Jahrhundertgenie des Theaters und Kinos

Der schwedische Autodidakt wurde zum Jahrhundertgenie des Theaters und des Kinos. Ab den späten Fünfzigerjahren kreiste er in einigen Filmen mehr oder weniger explizit um Gott. Und immer ist dann auch vom Schweigen die Rede. Etwa in seinem Meisterwerk „Das Siebente Siegel“, in dem der Ritter Antonius Blok aus dem Kreuzzug nach Hause kommt – in ein Schweden, in dem die Pest wütet, Hexen verbrannt werden und religiöse Fanatiker schauerliche Umzüge veranstalten. In Schwarzweiß-Bildern, die sich ins Gedächtnis brennen, zeigt Bergman, wie der Ritter gegen den Tod Schach spielt. Denn er möchte Zeit gewinnen, um zu verstehen. „Gott soll die Hand ausstrecken“, sagt er, „sein Gesicht enthüllen und zu mir sprechen. Aber er hüllt sich in Schweigen. Ich rufe zu ihm in Finsternis. Aber es ist, als wäre niemand da.“

Lebenskunst
Sonntag, 8.7.2018, 7.05 Uhr, Ö1

Nach langem Ringen wendet sich Bergman ab von der Religion seines Vaters. Der einzige Sinn im Leben ist der, den man ihm gibt, sagt er. Für ihn ist die große Frage beantwortet, und die Antwort lautet: Nein. Es ist eine Flucht vor einer Gottesvorstellung, die tonnenschwer auf den Menschen lastet. Aber es ist keine Flucht in den Zynismus, sondern in eine umso präzisere Frage nach dem Menschen. Ein umso genaueres Beobachten der Gesichter, in denen sich die Seelen spiegeln. Ein wachsames Wahrnehmen von Schatten und Licht.

Bergmans Gottesfrage ist auf meisterhafte Weise gestellt. Denn hinter der verneinenden Antwort kommt sie nicht zum Erliegen. Gerade der verschwiegene, der abwesende Gott wird bisweilen hörbar, bricht aus den Rändern aus wie der Feuerkranz hinter der Sonnenfinsternis. Liebessehnsucht, Sinnsuche, Menschlichkeit. In Begriffen wie diesen bebt die Gottesrede nach. Alles Themen, um die Bergman in seinem Schaffen unaufhörlich kreist.

Da sitzen wir also und spielen Schach mit dem Tod. Und wissen: Einmal setzt der große Gegenspieler seinen letzten Zug.

Und dann? Und Gott?

In seinen späteren Jahren zog sich Bergman zurück auf die Insel Fårö. Dort war er der Natur nah - dem Meer, dem Wind und der Sonne. Seine Faszination für die Magie des Films, die ihn seit Kindheitstagen begleitet hatte, ging bis zuletzt nicht verloren.

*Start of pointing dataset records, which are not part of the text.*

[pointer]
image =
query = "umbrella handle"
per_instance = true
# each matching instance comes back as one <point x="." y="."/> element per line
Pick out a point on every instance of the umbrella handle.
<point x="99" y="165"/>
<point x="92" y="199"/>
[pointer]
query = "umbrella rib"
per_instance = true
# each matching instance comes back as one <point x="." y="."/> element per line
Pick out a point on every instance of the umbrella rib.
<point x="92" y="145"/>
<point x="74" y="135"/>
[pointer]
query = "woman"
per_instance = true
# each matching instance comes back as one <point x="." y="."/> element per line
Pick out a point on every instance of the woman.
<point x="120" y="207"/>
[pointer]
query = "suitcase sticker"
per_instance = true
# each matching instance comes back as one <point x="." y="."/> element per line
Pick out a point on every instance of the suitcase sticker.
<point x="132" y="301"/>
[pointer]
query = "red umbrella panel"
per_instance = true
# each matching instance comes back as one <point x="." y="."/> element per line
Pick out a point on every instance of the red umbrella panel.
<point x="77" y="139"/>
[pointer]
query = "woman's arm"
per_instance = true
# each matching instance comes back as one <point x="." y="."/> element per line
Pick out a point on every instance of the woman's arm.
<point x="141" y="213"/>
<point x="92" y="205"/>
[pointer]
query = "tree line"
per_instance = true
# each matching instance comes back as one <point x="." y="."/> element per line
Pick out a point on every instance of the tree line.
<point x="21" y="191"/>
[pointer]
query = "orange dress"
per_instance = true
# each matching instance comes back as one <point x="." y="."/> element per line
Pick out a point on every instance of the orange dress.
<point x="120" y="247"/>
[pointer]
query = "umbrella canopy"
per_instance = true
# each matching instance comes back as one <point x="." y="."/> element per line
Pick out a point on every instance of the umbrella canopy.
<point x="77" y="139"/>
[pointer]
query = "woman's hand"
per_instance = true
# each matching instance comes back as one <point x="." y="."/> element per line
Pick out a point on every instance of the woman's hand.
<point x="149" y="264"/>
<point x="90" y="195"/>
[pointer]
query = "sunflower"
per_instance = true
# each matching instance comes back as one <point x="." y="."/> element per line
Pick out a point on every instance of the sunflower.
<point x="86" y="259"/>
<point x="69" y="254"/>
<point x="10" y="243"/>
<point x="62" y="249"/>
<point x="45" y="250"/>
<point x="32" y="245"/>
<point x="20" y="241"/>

Am Ende ist Isaak gerettet, der älter werdende Ingmar Bergman spricht milder von seinem Vater. Gott oder nicht: Die Langsamkeit, die Intensität von Filmen wie „Wilde Erdbeeren“, „Das Schweigen“, „Persona“ oder „Szenen einer Ehe“ ist ein bleibender Impuls, auch für das Filmschaffen von heute - und für ein offenes Denken, das den Zweifel nicht scheut.

Ob der große Gottsucher wirklich einzig in der Verneinung anlangte? Wenn ich in den Himmel komme, sagte er einmal, erwarte ich dort ein Filmarchiv.